Documentation

Mathlib.CategoryTheory.Category.ULift

Basic API for ULift #

This file contains a very basic API for working with the categorical instance on ULift C where C is a type with a category instance.

  1. CategoryTheory.ULift.upFunctor is the functorial version of the usual ULift.up.
  2. CategoryTheory.ULift.downFunctor is the functorial version of the usual ULift.down.
  3. CategoryTheory.ULift.equivalence is the categorical equivalence between C and ULift C.

ULiftHom #

Given a type C : Type u, ULiftHom.{w} C is just an alias for C. If we have category.{v} C, then ULiftHom.{w} C is endowed with a category instance whose morphisms are obtained by applying ULift.{w} to the morphisms from C.

This is a category equivalent to C. The forward direction of the equivalence is ULiftHom.up, the backward direction is ULiftHom.down and the equivalence is ULiftHom.equiv.

AsSmall #

This file also contains a construction which takes a type C : Type u with a category instance Category.{v} C and makes a small category AsSmall.{w} C : Type (max w v u) equivalent to C.

The forward direction of the equivalence, C ⥤ AsSmall C, is denoted AsSmall.up and the backward direction is AsSmall.down.
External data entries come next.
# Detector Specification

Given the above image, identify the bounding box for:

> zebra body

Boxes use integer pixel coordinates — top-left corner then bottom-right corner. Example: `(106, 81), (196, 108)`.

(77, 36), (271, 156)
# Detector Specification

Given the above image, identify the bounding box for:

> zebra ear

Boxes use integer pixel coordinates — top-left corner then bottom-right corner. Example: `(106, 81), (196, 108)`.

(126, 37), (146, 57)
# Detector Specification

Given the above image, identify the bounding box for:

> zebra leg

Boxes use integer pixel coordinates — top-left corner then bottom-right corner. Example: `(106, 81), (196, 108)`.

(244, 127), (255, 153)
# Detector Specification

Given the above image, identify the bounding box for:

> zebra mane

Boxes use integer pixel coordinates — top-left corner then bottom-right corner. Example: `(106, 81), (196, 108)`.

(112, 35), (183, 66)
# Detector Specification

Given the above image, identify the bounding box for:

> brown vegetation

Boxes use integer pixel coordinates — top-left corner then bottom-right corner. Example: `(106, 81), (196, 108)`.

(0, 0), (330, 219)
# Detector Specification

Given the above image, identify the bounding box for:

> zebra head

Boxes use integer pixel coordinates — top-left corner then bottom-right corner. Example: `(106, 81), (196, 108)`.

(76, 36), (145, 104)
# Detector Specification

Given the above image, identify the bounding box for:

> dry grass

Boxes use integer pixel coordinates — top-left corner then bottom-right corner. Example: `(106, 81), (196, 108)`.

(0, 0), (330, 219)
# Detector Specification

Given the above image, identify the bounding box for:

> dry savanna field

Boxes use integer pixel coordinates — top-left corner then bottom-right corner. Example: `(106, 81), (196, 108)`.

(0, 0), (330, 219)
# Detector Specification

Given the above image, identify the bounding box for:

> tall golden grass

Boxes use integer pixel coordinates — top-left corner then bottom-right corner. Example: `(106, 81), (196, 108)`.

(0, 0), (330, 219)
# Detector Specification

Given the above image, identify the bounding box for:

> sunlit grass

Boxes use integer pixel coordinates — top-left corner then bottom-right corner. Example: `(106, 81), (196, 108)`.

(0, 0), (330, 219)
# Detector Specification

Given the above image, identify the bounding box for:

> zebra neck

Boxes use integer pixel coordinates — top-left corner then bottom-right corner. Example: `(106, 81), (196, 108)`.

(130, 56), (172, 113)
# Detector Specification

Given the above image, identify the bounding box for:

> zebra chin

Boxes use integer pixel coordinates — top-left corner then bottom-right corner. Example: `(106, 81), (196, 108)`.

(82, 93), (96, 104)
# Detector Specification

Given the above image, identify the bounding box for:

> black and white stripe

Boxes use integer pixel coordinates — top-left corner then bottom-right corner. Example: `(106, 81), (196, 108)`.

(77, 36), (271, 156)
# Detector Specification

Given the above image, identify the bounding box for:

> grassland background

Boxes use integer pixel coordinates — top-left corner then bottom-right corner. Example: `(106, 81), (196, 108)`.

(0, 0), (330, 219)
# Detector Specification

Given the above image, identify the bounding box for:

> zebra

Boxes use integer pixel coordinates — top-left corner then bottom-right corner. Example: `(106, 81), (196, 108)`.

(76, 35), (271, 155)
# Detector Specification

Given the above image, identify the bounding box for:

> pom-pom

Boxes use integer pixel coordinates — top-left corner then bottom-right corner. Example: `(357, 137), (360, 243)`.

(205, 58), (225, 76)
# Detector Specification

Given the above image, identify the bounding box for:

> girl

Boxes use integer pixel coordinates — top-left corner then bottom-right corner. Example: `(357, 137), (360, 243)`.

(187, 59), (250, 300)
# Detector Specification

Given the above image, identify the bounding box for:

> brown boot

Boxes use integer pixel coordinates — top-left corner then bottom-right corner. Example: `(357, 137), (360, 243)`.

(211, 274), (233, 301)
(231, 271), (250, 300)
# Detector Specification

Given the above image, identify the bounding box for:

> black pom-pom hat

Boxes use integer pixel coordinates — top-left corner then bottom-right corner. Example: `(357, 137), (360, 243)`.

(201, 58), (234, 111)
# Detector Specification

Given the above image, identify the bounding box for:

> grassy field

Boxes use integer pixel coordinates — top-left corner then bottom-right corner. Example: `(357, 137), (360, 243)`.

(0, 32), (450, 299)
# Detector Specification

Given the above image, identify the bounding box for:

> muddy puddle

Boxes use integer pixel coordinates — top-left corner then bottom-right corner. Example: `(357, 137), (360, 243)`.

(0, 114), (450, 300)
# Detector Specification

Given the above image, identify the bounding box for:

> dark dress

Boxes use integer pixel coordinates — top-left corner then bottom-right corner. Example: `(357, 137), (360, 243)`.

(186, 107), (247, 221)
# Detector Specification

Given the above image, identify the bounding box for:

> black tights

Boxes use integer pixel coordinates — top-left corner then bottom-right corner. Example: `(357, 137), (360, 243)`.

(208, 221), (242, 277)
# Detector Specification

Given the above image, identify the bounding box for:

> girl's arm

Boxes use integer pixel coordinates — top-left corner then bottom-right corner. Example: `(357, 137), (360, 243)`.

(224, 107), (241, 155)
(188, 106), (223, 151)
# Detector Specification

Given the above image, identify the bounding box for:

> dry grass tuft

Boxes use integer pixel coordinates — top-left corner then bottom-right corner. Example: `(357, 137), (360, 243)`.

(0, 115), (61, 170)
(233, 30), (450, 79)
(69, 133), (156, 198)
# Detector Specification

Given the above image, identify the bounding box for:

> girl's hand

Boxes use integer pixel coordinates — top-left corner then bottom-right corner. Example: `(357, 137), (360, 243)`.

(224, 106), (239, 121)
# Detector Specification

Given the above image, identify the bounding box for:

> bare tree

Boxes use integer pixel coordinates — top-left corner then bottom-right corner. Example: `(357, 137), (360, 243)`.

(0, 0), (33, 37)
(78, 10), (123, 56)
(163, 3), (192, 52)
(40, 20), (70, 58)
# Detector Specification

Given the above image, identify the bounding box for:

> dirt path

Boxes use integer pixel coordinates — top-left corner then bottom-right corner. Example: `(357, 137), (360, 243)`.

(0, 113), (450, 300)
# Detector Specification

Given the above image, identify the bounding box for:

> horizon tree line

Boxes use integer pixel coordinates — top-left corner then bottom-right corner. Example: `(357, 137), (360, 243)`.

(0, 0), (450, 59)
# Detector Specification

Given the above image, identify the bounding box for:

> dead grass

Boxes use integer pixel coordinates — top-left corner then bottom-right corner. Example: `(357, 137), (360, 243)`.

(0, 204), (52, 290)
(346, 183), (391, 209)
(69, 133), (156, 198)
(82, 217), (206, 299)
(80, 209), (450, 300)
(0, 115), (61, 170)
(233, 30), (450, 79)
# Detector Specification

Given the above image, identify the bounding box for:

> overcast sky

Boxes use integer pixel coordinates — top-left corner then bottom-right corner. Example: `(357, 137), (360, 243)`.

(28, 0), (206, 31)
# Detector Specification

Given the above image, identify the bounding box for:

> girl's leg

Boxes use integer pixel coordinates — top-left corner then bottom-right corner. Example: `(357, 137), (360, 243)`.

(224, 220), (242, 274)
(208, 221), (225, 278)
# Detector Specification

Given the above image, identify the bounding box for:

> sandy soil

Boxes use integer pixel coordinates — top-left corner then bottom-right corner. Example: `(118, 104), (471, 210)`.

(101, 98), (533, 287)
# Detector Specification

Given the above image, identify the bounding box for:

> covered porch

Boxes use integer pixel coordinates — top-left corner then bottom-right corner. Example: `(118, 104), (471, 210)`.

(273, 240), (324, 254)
The equivalence itself is AsSmall.equiv.

@[simp]
theorem CategoryTheory.ULift.upFunctor_map {C : Type u₁} [CategoryTheory.Category.{v₁, u₁} C] :
∀ {X Y : C} (f : X Y), CategoryTheory.ULift.upFunctor.map f = f
@[simp]
theorem CategoryTheory.ULift.upFunctor_obj_down {C : Type u₁} [CategoryTheory.Category.{v₁, u₁} C] (down : C) :
(CategoryTheory.ULift.upFunctor.obj down).down = down

The functorial version of ULift.up.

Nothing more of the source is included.